Nutrition education can facilitate adoption of foods with low glycemic index. However, maintaining a healthy change in diet requires further interventions. This supports my claim that Type II Diabetes is not entirely a lifestyle disease. An integrated approach that takes into account socio economic factors, food choices, and genetic influence is necessary to curb the burden that the disease places on the population and public health resources.

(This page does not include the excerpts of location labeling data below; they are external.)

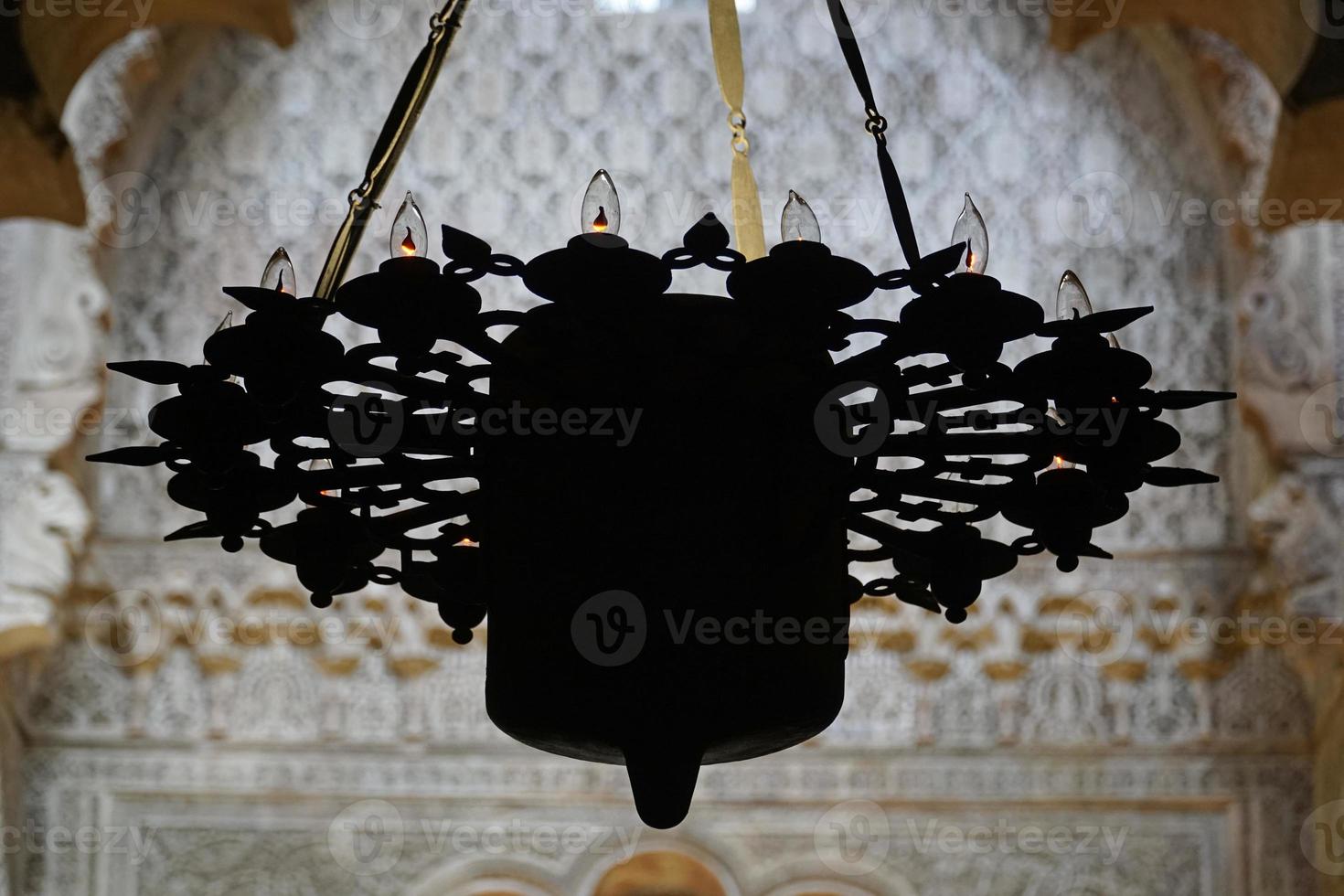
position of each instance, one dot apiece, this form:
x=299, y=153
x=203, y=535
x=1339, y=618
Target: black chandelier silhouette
x=617, y=561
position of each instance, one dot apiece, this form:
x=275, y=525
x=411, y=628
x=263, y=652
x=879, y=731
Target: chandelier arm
x=877, y=125
x=391, y=143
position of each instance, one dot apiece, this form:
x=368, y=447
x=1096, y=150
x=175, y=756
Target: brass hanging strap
x=391, y=142
x=728, y=62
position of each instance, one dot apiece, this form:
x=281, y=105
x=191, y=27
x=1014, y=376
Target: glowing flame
x=409, y=237
x=280, y=272
x=971, y=229
x=601, y=212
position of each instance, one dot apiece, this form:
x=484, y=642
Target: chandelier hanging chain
x=726, y=39
x=877, y=125
x=391, y=143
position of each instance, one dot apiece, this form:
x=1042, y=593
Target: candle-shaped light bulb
x=1058, y=463
x=1072, y=300
x=325, y=465
x=225, y=324
x=972, y=231
x=411, y=237
x=798, y=223
x=601, y=211
x=280, y=272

O’Rahilly, S, Barroso, I., and Wareham, N. (2005) “Genetic factors in Type II Diabetes: The end of the beginning?” Science, 305(2005): 370-373
In this 2005 journal article, Stephen O’Rahilly, Ines Barroso, and Nicholas Wareham present an exploration into the scientific examination of the genetic variants that predispose people to Type II Diabetes. O’Rahilly is a lecturer at the Department of Clinical Biochemistry of the University of Cambridge and Addenbrooke’s Hospital Cambridge, United Kingdom while Barroso and Wareham are renowned researchers at various institutes and research councils in Cambridge, United Kingdom. Although there is no comprehensive information to conclude the genetic causation of the public health burden, a few gene variants which influence susceptibility to Type II Diabetes have been identified. Knowledge of the techniques required to detect such gene variants has been advanced.

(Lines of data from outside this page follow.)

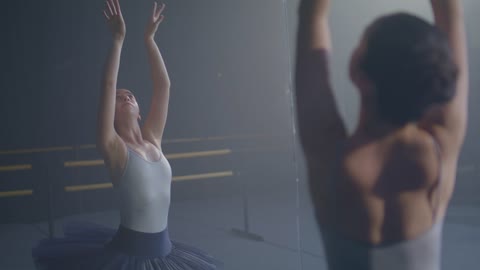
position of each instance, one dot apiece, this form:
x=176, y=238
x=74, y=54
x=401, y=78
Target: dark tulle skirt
x=88, y=246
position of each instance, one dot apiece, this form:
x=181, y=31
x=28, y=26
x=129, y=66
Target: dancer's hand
x=154, y=21
x=113, y=13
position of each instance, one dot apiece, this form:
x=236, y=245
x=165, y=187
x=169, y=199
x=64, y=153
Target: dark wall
x=227, y=63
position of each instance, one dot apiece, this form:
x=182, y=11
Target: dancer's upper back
x=144, y=190
x=384, y=207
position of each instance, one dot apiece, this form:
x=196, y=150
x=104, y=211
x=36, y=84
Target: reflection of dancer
x=382, y=200
x=139, y=172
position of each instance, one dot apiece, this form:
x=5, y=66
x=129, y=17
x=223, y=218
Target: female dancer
x=381, y=201
x=139, y=172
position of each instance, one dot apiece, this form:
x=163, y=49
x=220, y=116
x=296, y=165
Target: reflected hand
x=154, y=20
x=113, y=13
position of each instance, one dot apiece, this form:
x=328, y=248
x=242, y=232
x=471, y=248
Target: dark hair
x=411, y=65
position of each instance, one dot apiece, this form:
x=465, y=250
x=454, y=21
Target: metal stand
x=245, y=232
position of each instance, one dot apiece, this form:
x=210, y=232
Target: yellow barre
x=177, y=178
x=16, y=193
x=20, y=167
x=83, y=163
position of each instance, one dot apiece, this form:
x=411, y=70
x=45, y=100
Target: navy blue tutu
x=88, y=246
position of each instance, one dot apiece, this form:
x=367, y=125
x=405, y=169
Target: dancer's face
x=126, y=105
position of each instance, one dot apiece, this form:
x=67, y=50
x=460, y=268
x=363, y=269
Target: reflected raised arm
x=452, y=118
x=319, y=121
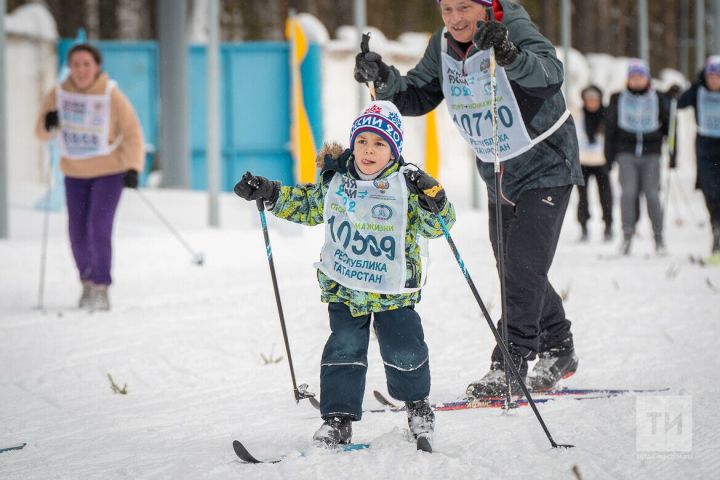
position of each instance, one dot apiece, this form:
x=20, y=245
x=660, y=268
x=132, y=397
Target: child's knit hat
x=637, y=66
x=384, y=120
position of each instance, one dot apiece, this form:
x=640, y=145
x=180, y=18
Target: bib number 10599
x=345, y=235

The article concludes that knowledge of gene variants makes genetic information relevant to the prevention, diagnosis, and treatment of Type II Diabetes.
Gene variation is an essential consideration for the management of the disease. Therefore, this information is helpful in supporting my argument that the diagnosis and treatment of Type II Diabetes depends on consideration of factor alongside observation of food choices.